我有两个表:请求和位置
请求的示例数据
request id | requestor | locations
1 | ankur | 2,5
2 | akshay | 1
3 | avneet | 3,4
4 | priya | 4
地点的示例数据
loc_id | loc_name |
1 | gondor
2 | rohan
3 | mordor
4 | bree
5 | shire
我想找到特定位置的request_id。如果我使用location_id执行此操作,我会得到正确的结果。
select request_id from request where locations like "%,3%" or locations like "%3,%";
此查询为我提供了针对位置id = 3
的请求如何为loc_name实现此目的?用
替换查询的“like”部分中的数字select loc_id from locations where loc_name = "mordor"
任何有关这方面的帮助都会非常有帮助。

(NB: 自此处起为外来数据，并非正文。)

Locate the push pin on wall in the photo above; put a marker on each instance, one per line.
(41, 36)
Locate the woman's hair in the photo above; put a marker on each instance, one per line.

感谢。
答案 0 :(得分:3)
您可以使用FIND_IN_SET()
SELECT *
FROM request r JOIN locations l
ON FIND_IN_SET(loc_id, locations) > 0
WHERE loc_name = 'mordor'
这是 SQLFiddle 演示
但是,通过引入可能看起来像
的多对多表,您可以更好地规范化您的数据CREATE TABLE request_location
(
request_id INT NOT NULL,
loc_id INT NOT NULL,
PRIMARY KEY (request_id, loc_id),
FOREIGN KEY (request_id) REFERENCES request (request_id),
FOREIGN KEY (loc_id) REFERENCES locations (loc_id)
);
从长远来看,这将节省大量时间,使您能够正常维护和查询数据。
您的查询可能看起来像
SELECT *
FROM request_location rl JOIN request r
ON rl.request_id = r.request_id JOIN locations l
ON rl.loc_id = l.loc_id
WHERE l.loc_name = 'mordor'
甚至
SELECT rl.request_id
FROM request_location rl JOIN locations l
ON rl.loc_id = l.loc_id
WHERE l.loc_name = 'mordor';
如果您只需要返回request_id
这是 SQLFiddle 演示
答案 1 :(得分:1)
解决方案,如果locations是varchar字段!
使用类似的字符串连接表格(将r.locations连接到起始和结束逗号)
代码未经测试:
SELECT
r.request_id
FROM location l
INNER JOIN request r
ON CONCAT(',', r.locations, ',') LIKE CONCAT('%,',l.loc_id,',%')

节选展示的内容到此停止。